So, what are we looking for? One of the key ingredients of a classic - or even good - pop song, is an immediate hook, something that grabs you. All the usual suspects have excellent intros. Plus, of course, any song that happens to be a particular favourite probably has your musical juices flowing within the first few bars just through anticipation, but that's not necessarily the same as it being a really good introduction.
Luckily, since I am not claiming to be making a definitive list (lacking, as I do, the stupidity to believe that such a thing is possible, and the arrogance to believe that I'm the person do it), I don't have to distinguish between those that I like because I just love the song, those that evoke memories and those that are just genius to my ears. So here goes.
The ISO-standard best intro is, as any fule kno, The Beach Boys' "California Girls". I'm ambivalent about the rest of the song, but the first 20-odd seconds is as fine a piece of music as you will find anywhere. Dreamy, sunny, wistful, it floats just out of reach - entirely appropriate in a paean to beautiful women. Then the rest of the song lumbers in with leaden male chauvinist boots and leers at fit chicks. Such a disappointment. But an illustration that the equation "good song = good intro" isn't infallibly true in either permutation.

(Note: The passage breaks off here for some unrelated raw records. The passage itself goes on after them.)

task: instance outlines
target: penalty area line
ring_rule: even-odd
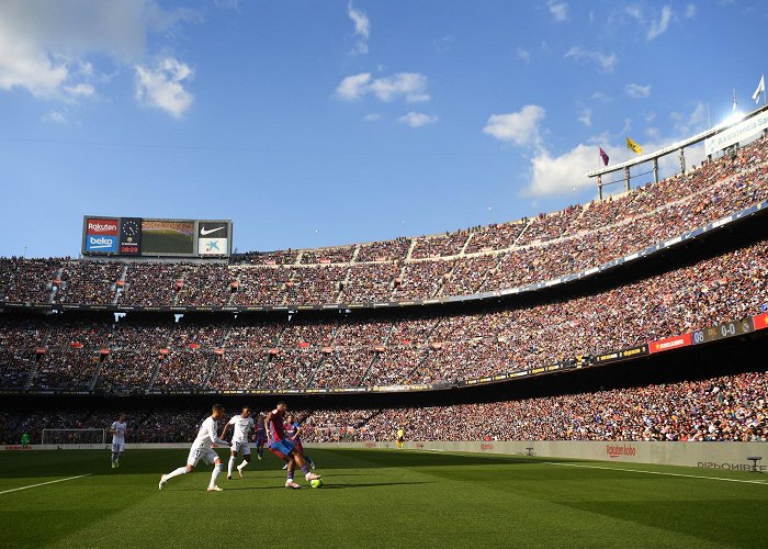
[[[540,461],[540,463],[545,463],[547,466],[560,466],[560,467],[577,467],[581,469],[602,469],[605,471],[624,471],[628,473],[643,473],[643,474],[660,474],[662,477],[682,477],[686,479],[704,479],[704,480],[716,480],[722,482],[741,482],[743,484],[761,484],[764,486],[768,485],[768,482],[764,481],[749,481],[742,479],[724,479],[722,477],[705,477],[703,474],[682,474],[682,473],[667,473],[663,471],[643,471],[642,469],[623,469],[620,467],[600,467],[600,466],[585,466],[581,463],[557,463],[555,461]]]
[[[29,486],[14,488],[11,490],[4,490],[0,492],[2,494],[10,494],[11,492],[19,492],[20,490],[30,490],[31,488],[45,486],[46,484],[56,484],[57,482],[66,482],[68,480],[82,479],[83,477],[90,477],[93,473],[78,474],[77,477],[68,477],[66,479],[57,479],[55,481],[41,482],[38,484],[30,484]]]

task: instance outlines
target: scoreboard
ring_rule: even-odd
[[[84,256],[229,257],[231,220],[82,219]]]

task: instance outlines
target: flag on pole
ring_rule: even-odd
[[[642,155],[642,154],[643,154],[643,147],[641,147],[640,145],[637,145],[635,142],[633,142],[633,141],[630,139],[629,137],[626,138],[626,148],[629,148],[629,149],[631,149],[631,150],[634,150],[634,152],[637,153],[639,155]]]
[[[602,158],[602,165],[608,166],[608,155],[602,150],[602,147],[600,147],[600,158]]]
[[[755,90],[755,93],[752,94],[752,99],[755,100],[756,103],[760,102],[760,93],[766,92],[766,75],[763,75],[760,77],[760,83],[757,85],[757,89]]]

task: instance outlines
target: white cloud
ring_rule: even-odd
[[[45,124],[66,124],[67,116],[60,111],[50,111],[43,115],[41,122]]]
[[[689,113],[673,113],[670,117],[675,123],[675,131],[671,135],[663,136],[658,127],[651,126],[644,132],[644,135],[647,137],[646,141],[635,139],[643,146],[644,153],[653,153],[667,147],[705,128],[705,107],[701,102],[698,102]],[[634,153],[626,148],[624,135],[622,132],[621,136],[617,136],[613,143],[613,139],[608,135],[595,136],[560,156],[553,156],[543,146],[538,147],[530,160],[529,184],[522,193],[537,197],[566,194],[571,193],[574,188],[595,186],[596,181],[586,177],[586,173],[602,166],[602,164],[598,164],[598,147],[602,147],[608,153],[611,164],[620,164],[636,157]],[[699,164],[703,160],[703,147],[688,147],[686,149],[686,164],[688,166]],[[659,170],[663,177],[665,172],[679,171],[677,154],[662,157],[659,159]],[[633,180],[632,186],[635,187],[645,182],[647,182],[647,179],[643,181]]]
[[[596,91],[595,93],[592,93],[592,99],[595,101],[599,101],[601,103],[610,103],[613,101],[612,97],[610,97],[601,91]]]
[[[336,88],[336,97],[345,101],[373,94],[389,102],[403,98],[408,103],[429,101],[427,77],[419,72],[397,72],[391,77],[371,79],[370,72],[348,76]]]
[[[410,127],[421,127],[428,124],[434,124],[438,117],[434,114],[425,114],[422,112],[409,112],[397,119],[400,124],[408,124]]]
[[[451,46],[453,46],[454,38],[452,35],[447,34],[445,36],[442,36],[441,38],[434,38],[432,41],[432,46],[434,47],[434,51],[439,54],[444,54],[449,49],[451,49]]]
[[[147,36],[165,33],[194,10],[161,8],[157,0],[3,0],[0,2],[0,90],[23,89],[46,100],[97,96],[106,80],[94,68],[132,66]]]
[[[610,150],[606,152],[613,158]],[[542,148],[531,158],[530,183],[523,194],[562,194],[572,191],[574,187],[595,184],[585,173],[598,167],[599,158],[597,145],[579,144],[557,157]]]
[[[539,124],[545,114],[542,107],[527,104],[510,114],[492,114],[483,132],[518,146],[535,145],[540,142]]]
[[[555,19],[555,21],[563,22],[568,20],[568,3],[558,2],[556,0],[550,0],[549,2],[550,13]]]
[[[136,65],[136,99],[146,105],[181,117],[194,98],[184,89],[193,76],[189,65],[172,57],[159,59],[153,67]]]
[[[586,108],[581,111],[581,114],[578,117],[578,121],[584,124],[587,127],[591,127],[592,125],[592,110],[589,108]]]
[[[707,107],[701,101],[696,103],[690,113],[673,112],[669,117],[680,135],[689,136],[707,130]]]
[[[619,63],[615,54],[606,55],[601,52],[588,52],[578,46],[574,46],[568,49],[565,54],[565,58],[595,63],[598,66],[598,70],[601,72],[613,72],[617,63]]]
[[[361,99],[369,92],[371,72],[348,76],[336,87],[336,97],[345,101]]]
[[[662,8],[662,15],[658,21],[652,21],[651,22],[651,29],[648,29],[648,34],[647,34],[647,40],[652,41],[655,37],[664,34],[667,32],[667,27],[669,26],[669,20],[671,19],[671,5],[664,5]]]
[[[517,56],[518,59],[523,61],[526,65],[531,63],[531,53],[528,49],[524,49],[524,48],[518,46],[515,49],[515,55]]]
[[[626,93],[632,99],[644,99],[651,94],[651,86],[628,83],[626,86],[624,86],[624,93]]]
[[[354,23],[354,34],[358,36],[358,43],[354,45],[352,53],[366,54],[368,38],[371,36],[371,21],[365,13],[355,9],[352,2],[347,4],[347,15],[349,15],[349,19]]]
[[[90,83],[78,83],[76,86],[65,86],[64,91],[74,98],[90,98],[95,93],[95,88]]]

One of my favourite intros is actually available in two flavours: "original" and "artifically sweetened". Rose Royce's "Is It Love You're After" has a classic building intro: starting with a throbbing synth pulse, it brings in a four-on-floor kick, then a sprinkling, sparkling hi-hat before hitting us with the stabbing brass riff that is probably more familiar to most people as the intro to "Theme from S'Express", cheekily sampled - or swiped wholesale, if you prefer - by Mark Moore and pumped more full of steroids than a body builders' convention. Sadly, while I find Rose Royce's original to be listenable all the way through, the young pretender drops off sharply after a promising start.
So that's two songs that fail to meet the promise of their first thirty seconds. But don't worry, The Bonzo Dog Doo Dah Band have the answer. "The Intro And The Outro" is the only song to acknowledge that often the best bit of a recording is the intro and therefore to consist entirely of an introduction. Truly comic music is rare but this continues to be endlessly funny. My favourite bit, out of many:
Count Basie Orchestra on triangle. (A single note is played) Thank you.I could write a whole journal just about ABBA's intros. More than just about anyone else before or since, Benny and Björn understood the value of grabbing the listener good and hard right from the start. They only really hit their stride with Arrival - god, there are some awful songs on the first couple of albums - but after that, solid, solid gold right through. If had to pick my particular favourites, there are two that stand out for me. My dad was doing some work at CBS in 1976 and returned one day with a copy of Arrival for me. The first track, "When I Kissed the Teacher" now evokes for me the magic of my first album, played on my own record player, and the start of a journey into music that has stayed with me ever since, as well as remaining one of the best recorded examples of 12 string guitar I know. My second choice would be "The Winner Takes It All", which is a beautifully restrained and simple statement of the main theme and a subtle start to one of the saddest songs I know. (And who the fuck thought it would be a good idea to have fucking McFly cover it at the London 2012 launch party recently? What the fuck was that all about? For fuck's sake, do these idiots not have ears? Sorry, sorry, rant over.)
Talking of 12 string guitars, what about "A Hard Day's Night"? One of a select few songs that can be identified solely by their opening chords (although no-one seems quite sure what it actually is!), it is of course a classic song, but for me again, it's more a reminder of playing my parents' albums when I was very young. And on the subject of single chord recognition, I'd include "Purple Rain", whose opening chord somehow sounds as though it's being played in the middle of a moody, swirling storm. Obviously heavily in debt to Jimi Hendrix, it nevertheless stands as one of Prince's highpoints.
If making an introduction memorable with a single chord is a tricky prospect, how much more difficult is it with a drum beat? And yet it is a feat New Order have managed more than once. I bet that most well-listened (is that a valid parallel to "well-read"? It doesn't seem right somehow) folks would be able to identify both "Blue Monday" and "True Faith" just by hearing the first beat. A tribute to New Order's sonic mastery!
Finally, possibly the finest last 30-odd seconds of a song - ever! - is that of Glen Campbell's "Wichita Lineman". (And don't remind me that Simon Bates or Mike Read used to use it as a bed because I don't care.)